Google data catalog - customers_cdc bigquery table - with tags

after replication into edc -

EDC bigquery table after tag replication

Pre-requisites

  • python 3.6+
  • internet connection, to download dependent libraries, like datacatalog-*, requests via pip
  • a google data catalog project, that has objects with tags
  • google service principal credentials file - .json format with access to the project(s) you want to use for tag replication. 
    this file will contain the private key, email address etc used to authenticate/connect to GCP
  • EDC v10.4.x, or 10.5+

 

Installation

  • download the scripts code from this post (see attachement at end): google_catalog_edc_sync-0.1.0.zip
  • unzip to your preferred folder location - can be on edc/infa server, or any other machine
    • note: the start script is created/tested for linux & macOS only.  you can convert gcp_catalog_tag_replicator.sh to a powershell script
  • make sure all .sh files are executable
    chmod +x *.sh
  • create a python virtual environment - e.g.
    python3 -m venv .venv
  • if you change the name/folder of the virtual environment (.venv) you will also need to edit gcp_catalog_tag_replicator.sh

  • activate your virtual environment.  Linux/macOS
    source .venv/bin/activate
    Windows - .venv\Scripts\activate.ps1
  • download required python packages (requires internet connection).
    pip install -r requirements.txt

    Note: the google-cloud-datacatalog packages have dependencies on large libraries like pandas and numpy - these could take a few minutes to download

Configuration

  • EDC Configuration
    • to setup a connection to EDC (creates a .env file with url and credentials)
      python setupConnection.py
      enter edc url - e.g. https://catalogserver:9085
      enter user & pwd or security domain\user and pwd
      • Note:  if you don't want to use this process - set values for INFA_EDC_URL and INFA_EDC_AUTH environment variables
    • see setting up EDC API connection for an example
    • create any EDC custom attributes required to store Google Data Catalog tag values
  • Google Data Catalog Configuration
    • copy the service principal .json file to the current folder (or edit gcp_catalog_tag_replicator.sh to reference it's location)
    • edit gcp_catalog_tag_replicator.sh - setting values for
      • GOOGLE_APPLICATION_CREDENTIALS - with the .json credentials file
        e.g export GOOGLE_APPLICATION_CREDENTIALS=edc-datacatalog-sandbox-xxx6x6b3b5dc.json
      • PROJECT_ID - project to use when connecting to google data catalog
      • optionally - set the .env file with catalog credentials - default is .env -  could use alternate files for dev/test/prod EDC instances
  • Tag Sync Settings
    • edit attribute_map.csv - to list the google data catalog tags that you want to replicate. 
    • this file has 2 columns gc_attribute & edc_attribute_label
    • for each gc_attribute - if an EDC custom attribute exists with the same name, you do not need to add an entry in the edc_attribute_label column (it will assume it is mapped to the same custom attribute label)
    • if you need to map to an attribute in EDC with a different label, then enter the attribute label in the edc_attribute_label column

 

 

Execution

to start the google data catalog to EDC tag sync - us the script gcp_catalog_tag_replicator.sh - it does not take any parameters.

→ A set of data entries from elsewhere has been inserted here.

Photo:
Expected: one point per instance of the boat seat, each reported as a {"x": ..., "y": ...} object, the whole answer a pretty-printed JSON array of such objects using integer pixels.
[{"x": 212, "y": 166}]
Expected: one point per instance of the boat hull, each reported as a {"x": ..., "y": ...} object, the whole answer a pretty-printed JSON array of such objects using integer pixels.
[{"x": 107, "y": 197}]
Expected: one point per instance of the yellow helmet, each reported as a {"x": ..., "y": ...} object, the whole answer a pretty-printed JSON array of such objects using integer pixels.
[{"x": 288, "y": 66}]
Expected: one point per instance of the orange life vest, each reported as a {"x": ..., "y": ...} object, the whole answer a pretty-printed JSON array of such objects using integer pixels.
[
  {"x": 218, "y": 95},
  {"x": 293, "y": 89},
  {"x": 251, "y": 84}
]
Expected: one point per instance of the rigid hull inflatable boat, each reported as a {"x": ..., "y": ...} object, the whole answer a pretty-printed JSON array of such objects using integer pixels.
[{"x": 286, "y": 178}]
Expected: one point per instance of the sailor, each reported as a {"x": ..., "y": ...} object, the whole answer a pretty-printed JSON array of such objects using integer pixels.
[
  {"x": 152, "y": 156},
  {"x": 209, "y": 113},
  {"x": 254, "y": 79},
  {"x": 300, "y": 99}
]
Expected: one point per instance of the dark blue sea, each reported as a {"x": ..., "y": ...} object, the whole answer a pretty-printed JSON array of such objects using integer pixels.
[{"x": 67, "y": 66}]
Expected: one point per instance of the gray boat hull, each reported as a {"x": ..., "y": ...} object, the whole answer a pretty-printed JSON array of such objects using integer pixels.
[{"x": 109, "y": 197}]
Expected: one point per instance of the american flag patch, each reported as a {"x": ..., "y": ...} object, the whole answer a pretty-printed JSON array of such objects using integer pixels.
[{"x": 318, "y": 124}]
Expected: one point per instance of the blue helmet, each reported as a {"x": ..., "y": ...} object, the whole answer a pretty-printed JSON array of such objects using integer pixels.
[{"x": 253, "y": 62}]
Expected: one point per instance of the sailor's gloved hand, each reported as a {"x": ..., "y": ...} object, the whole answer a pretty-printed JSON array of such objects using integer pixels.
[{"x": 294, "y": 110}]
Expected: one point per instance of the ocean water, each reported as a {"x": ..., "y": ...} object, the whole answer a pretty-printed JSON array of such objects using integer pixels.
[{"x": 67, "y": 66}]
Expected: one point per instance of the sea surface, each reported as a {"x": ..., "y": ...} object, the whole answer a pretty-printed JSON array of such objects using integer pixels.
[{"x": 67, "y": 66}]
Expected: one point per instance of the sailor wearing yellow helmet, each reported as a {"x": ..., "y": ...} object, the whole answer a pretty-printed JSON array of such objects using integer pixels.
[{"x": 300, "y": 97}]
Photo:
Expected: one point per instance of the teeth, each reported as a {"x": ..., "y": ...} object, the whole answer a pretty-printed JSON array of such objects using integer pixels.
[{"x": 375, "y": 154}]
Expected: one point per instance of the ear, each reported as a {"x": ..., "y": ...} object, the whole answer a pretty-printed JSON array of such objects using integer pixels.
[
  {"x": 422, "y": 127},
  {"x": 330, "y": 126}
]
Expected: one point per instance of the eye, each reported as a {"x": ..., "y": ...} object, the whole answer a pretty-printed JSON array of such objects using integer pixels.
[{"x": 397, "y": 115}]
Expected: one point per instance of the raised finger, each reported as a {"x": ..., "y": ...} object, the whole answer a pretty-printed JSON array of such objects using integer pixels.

when the process runs - it will create a bulk import csv file, for import into EDC

 

execute the gcp_catalog_tag_replicator.sh script - output should look like below

 

/gcp_catalog_tag_replicator.sh > log.txt

extracting objects from google data catalog

using GOOGLE_APPLICATION_CREDENTIALS=edc-datacatalog-sandbox-bdf6a6b3b5dc.json

using PROJECT_ID=edc-datacatalog-sandbox

INFO:root:

INFO:root:===> Export Tag Templates [STARTED]

INFO:root:

INFO:root:Exporting the Tag Templates...

INFO:root:

INFO:root:GET Tag Template: projects/edc-datacatalog-sandbox/locations/us-central1/tagTemplates/data_discoverability

INFO:root:--------------------------------------------------

INFO:root:     Found!

INFO:root:

INFO:root:GET Tag Template: projects/edc-datacatalog-sandbox/locations/us-central1/tagTemplates/quality_template

INFO:root:--------------------------------------------------

INFO:root:     Found!

INFO:root:

INFO:root:GET Tag Template: projects/edc-datacatalog-sandbox/locations/us-central1/tagTemplates/dg_template

INFO:root:--------------------------------------------------

INFO:root:     Found!

INFO:root:Check the generated file at: ./out/edc-datacatalog-sandbox/gcp/tag_templates.csv

INFO:root:

INFO:root:==== Export Tag Templates [FINISHED] =============

INFO:root:

INFO:root:===> Export Tags [STARTED]

INFO:root:

INFO:root:Exporting the Tags...

INFO:root:

INFO:root:Looking for Tags from Template: data_discoverability...

INFO:root:No Tags found for Template: data_discoverability.

INFO:root:

INFO:root:Looking for Tags from Template: quality_template...

INFO:root:Loading Tags from Entry: projects/edc-datacatalog-sandbox/locations/us/entryGroups/@bigquery/entries/cHJvamVjdHMvZWRjLWRhdGFjYXRhbG9nLXNhbmRib3gvZGF0YXNldHMvY2F0YWxvZ19kYXRhc2V0L3RhYmxlcy9jdXN0b21lcnNfY2Rj...

INFO:root:==> Tags from Template: quality_template exported.

INFO:root:

INFO:root:Looking for Tags from Template: dg_template...

INFO:root:Loading Tags from Entry: projects/edc-datacatalog-sandbox/locations/us/entryGroups/@bigquery/entries/cHJvamVjdHMvZWRjLWRhdGFjYXRhbG9nLXNhbmRib3gvZGF0YXNldHMvdHBjZHMvdGFibGVzL3dlYl9zYWxlcw...

INFO:root:Loading Tags from Entry: projects/edc-datacatalog-sandbox/locations/us/entryGroups/@bigquery/entries/cHJvamVjdHMvZWRjLWRhdGFjYXRhbG9nLXNhbmRib3gvZGF0YXNldHMvY2F0YWxvZ19kYXRhc2V0L3RhYmxlcy9jdXN0b21lcnNfY2Rj...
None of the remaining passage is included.